Milwaukee native Richard A. Cohn died Nov. 6 from a heart attack while vacationing in Ireland with his wife, Jan. He was 54.
Throughout his years at Nicolet High School, he served as a weekend disc jockey and newsman for a small radio station in Menomonee Falls.
He continued as a radio newsman throughout his college years at Drake University in Des Moines, where he majored in journalism. While spending his junior year in England, he worked as a radio reporter for the British Broadcasting Company.
A conscientious objector during the Vietnam War, he worked in a nursing home in New York for his alternate service while completing his master’s degree in philosophy with honors at New York University.
According to his mother, Dr. Lucile “Lucy” Cohn of Milwaukee, “He deplored the living conditions [at the nursing home] and wrote numerous articles about the poor care given. He expressed satisfaction in being able to buy needed personal items for those who had no family, friends or money.”
After graduation, he was one of 19 newsmen invited to start an all-news station in Washington, D.C., where he worked for 12 years.
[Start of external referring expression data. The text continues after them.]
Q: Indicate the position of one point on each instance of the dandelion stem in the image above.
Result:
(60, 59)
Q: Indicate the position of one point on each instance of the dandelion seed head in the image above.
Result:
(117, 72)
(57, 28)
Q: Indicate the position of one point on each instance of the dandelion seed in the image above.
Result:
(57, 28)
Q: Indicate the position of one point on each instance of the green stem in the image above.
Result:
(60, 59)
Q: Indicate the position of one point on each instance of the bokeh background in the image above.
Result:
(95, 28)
In 1981, he received his Ph.D in journalism and a law degree from the University of Pennsylvania and became an attorney for Lehigh County in Allentown, Pa. He then accepted a position with the U.S. Justice Department and returned to Washington in 1987. There, he worked as an attorney for the Freedom of Information Act Division; was a senior litigator for U.S. Farm Administration; and, at the time of his death, was an appellate counsel to the Department of Veterans’ Affairs.
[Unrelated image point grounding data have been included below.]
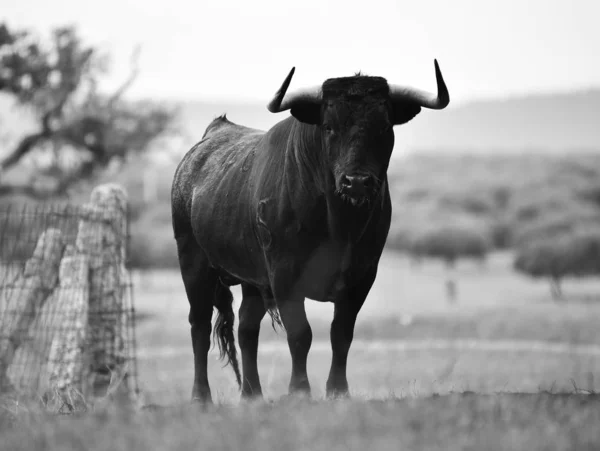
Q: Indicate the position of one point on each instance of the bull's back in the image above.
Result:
(211, 195)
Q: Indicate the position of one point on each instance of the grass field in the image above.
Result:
(503, 334)
(503, 368)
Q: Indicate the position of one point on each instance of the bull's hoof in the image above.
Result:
(338, 394)
(201, 397)
(296, 396)
(253, 396)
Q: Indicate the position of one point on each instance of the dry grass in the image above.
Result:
(448, 398)
(464, 421)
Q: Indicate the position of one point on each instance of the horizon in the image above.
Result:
(214, 52)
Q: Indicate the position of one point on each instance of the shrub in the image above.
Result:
(450, 241)
(575, 253)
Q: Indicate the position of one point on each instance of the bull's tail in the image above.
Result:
(223, 333)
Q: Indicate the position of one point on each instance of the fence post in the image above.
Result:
(27, 295)
(102, 236)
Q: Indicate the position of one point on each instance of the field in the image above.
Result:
(505, 364)
(503, 368)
He worked in civil, criminal and regulatory areas of law for state and federal governments during the week, but returned to the broadcasting field on the weekends, reading, writing and delivering the news for Metro Networks in Chevy Chase, Md.
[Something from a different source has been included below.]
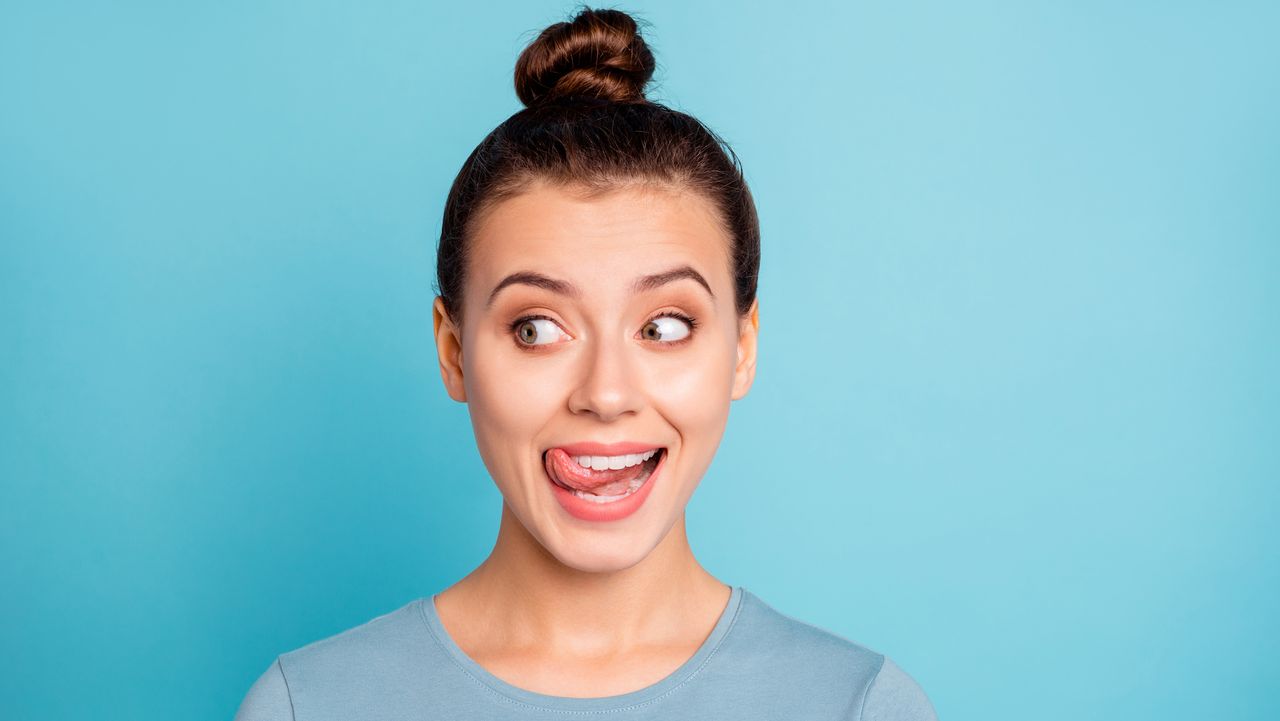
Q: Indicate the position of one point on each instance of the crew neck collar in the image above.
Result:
(649, 694)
In 1993-94, he was the Foreign Expert Lecturer-in-law of International Finance at the Shandong Finance Institute in Jinan, China.
In addition, he and his wife were enthusiastic travelers both inside and outside the U.S. Also, he enjoyed photography, theater and walking dogs on a volunteer basis at the Humane Society.
He was preceded in death by his father, Norman Cohn, and brother, Robert I. Cohn.
A memorial service will be held in Washington.
Memorials to Congregation Shalom, where he belonged before leaving Milwaukee, Hillel Foundation-Milwaukee, or the Wisconsin Society for Jewish Learning would be appreciated by the family.